By celticknot
Posted in England | Tags : England, King Æthelred, St Brice Massacre, Viking
A sad day in Medieval England history – 13th November, 1002 AD – the St Brice Massacre took place; it was ordered by King Æthelred of England which renewed the conflict with the Danes and eventually led to the loss of his throne.
The Danes had long troubled England, but by 1002 an uneasy co-existence had been arrived at. Æthelred was paying protection money – Danegeld – to Sweyn Forkbeard, the King of a Viking super-state of Norway, Sweden and Denmark. Sweyn had left hostages against his good behaviour. But demands from other Vikings troubled the English King, and the number of Danish settlers was increasing yearly.
Æthelred’s solution was an attempt to engineer the slaughter of all Danes in England, “like weeds in the wheat” according to his decree.

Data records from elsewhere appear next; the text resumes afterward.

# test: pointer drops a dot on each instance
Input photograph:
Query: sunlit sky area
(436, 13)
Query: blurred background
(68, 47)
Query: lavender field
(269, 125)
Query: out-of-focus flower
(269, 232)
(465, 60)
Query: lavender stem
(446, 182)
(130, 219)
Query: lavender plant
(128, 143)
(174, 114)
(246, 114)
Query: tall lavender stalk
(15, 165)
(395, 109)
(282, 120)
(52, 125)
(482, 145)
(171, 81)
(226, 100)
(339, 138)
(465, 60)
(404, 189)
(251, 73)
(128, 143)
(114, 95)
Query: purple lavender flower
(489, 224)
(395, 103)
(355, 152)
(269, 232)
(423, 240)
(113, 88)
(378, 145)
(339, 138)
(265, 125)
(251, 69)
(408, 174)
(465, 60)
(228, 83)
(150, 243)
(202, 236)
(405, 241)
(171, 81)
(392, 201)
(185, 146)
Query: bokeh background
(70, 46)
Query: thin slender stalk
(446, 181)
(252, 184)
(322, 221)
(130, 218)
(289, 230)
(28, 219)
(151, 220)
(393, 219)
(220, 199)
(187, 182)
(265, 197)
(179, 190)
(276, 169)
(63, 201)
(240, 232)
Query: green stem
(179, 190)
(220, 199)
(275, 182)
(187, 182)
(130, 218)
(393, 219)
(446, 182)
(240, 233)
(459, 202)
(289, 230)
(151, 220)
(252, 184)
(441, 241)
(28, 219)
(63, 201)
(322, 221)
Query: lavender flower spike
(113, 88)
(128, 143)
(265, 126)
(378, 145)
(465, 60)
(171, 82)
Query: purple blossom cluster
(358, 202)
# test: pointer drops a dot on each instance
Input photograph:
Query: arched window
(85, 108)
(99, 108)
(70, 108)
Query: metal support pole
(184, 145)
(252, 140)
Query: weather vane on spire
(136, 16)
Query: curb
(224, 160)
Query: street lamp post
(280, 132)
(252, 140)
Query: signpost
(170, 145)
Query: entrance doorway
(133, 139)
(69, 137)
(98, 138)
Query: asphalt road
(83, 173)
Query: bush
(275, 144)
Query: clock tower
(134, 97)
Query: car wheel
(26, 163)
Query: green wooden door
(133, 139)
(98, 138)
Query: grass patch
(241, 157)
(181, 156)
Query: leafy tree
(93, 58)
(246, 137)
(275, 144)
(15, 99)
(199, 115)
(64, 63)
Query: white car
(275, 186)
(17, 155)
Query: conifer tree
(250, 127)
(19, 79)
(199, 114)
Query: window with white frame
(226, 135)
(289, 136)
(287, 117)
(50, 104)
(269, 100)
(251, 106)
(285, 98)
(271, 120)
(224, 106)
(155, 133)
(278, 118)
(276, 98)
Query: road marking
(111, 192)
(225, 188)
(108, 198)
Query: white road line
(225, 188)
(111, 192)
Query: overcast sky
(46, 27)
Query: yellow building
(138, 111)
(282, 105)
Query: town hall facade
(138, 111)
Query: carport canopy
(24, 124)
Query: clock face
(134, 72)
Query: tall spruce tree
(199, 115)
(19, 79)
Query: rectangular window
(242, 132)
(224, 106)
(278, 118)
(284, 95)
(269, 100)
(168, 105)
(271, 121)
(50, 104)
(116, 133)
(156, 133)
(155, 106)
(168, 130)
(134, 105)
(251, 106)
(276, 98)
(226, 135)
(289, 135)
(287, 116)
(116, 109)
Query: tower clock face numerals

Whole settler villages were wiped out. Oxford saw the burning of St Frideswide’s church where fleeing Danes had sought sanctuary. Those attempting to escape were cut down outside, the rest burned in the church. One of the hostages left by Forkbeard, Gunnhild, possibly his sister, or perhaps just an unlucky Viking noble-woman, was also murdered. Whatever her status, she was to be revenged by Forkbeard, who in the following year arrived with a huge fleet to raid and ravage the country. The Vikings only departed when a famine of which they were a major cause hit the land in 1005.